Arizona has a reputation as a state full of mavericks and independent thinkers, but a couple of academics have bad news for state residents.
We’re No. 11.
The George Mason University report, Freedom in the 50 States, ranked Arizona 11th in the nation on a scorecard of personal and economic freedoms that takes into account everything from tax burden to seatbelt laws – to the freedom to party unfettered.
It may have been that bachelor-party ranking – Arizona finished 49th in the category that measured alcohol, prostitution and marijuana laws – that brought the state’s overall standing down.
“We happily concede that different people value aspects of freedom differently,” the report’s authors wrote, by way of explaining why they break freedom into 40 different areas based on 200 types of policy.
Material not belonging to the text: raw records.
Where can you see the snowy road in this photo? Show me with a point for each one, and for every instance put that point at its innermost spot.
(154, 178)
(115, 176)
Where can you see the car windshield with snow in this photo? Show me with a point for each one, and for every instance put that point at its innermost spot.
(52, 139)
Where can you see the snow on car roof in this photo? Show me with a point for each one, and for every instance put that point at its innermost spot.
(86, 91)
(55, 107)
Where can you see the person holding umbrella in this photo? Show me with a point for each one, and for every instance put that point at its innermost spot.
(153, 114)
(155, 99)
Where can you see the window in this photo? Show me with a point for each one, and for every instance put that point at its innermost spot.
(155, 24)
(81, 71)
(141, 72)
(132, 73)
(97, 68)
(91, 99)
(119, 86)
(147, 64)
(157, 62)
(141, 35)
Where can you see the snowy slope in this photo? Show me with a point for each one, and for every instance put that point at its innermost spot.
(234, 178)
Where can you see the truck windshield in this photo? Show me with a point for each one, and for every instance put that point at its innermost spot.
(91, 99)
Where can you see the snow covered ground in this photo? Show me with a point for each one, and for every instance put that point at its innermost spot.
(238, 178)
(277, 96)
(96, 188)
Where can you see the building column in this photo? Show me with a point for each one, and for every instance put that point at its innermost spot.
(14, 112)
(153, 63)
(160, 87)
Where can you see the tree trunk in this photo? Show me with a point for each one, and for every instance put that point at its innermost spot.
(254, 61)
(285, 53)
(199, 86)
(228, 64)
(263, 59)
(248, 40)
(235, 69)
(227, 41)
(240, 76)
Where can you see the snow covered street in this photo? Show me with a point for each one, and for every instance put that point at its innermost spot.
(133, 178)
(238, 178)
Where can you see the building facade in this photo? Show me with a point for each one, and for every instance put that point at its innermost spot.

The report, the third produced by George Mason’s Mercatus Center, measured overall freedom by balancing tax policy and regulation – high points for Arizona – against personal freedoms, where Arizona lost ground.
Arizona was No. 1 for gun-control freedom, second for educational choice and 15th for its tax burden. The report made fiscal and regulatory policies count for almost 70 percent of the overall grade, which is why Arizona did well. The state moved up 12 places in the standings from the last report, in 2009.
Jason Sorens, a political science professor at State University of New York at Buffalo and one of the authors of the report, conceded that the final score is not a perfect measure of individual freedom. What they were trying for was an index that reflects the average American’s idea of freedom, he said, an almost-impossible goal.
“Some people might be happy to pay taxes as long as everyone else is,” Sorens said of the relative importance the report placed on freedom from taxation, for example.
The goal, Sorens said, is to “get people to think about what freedom means to them.”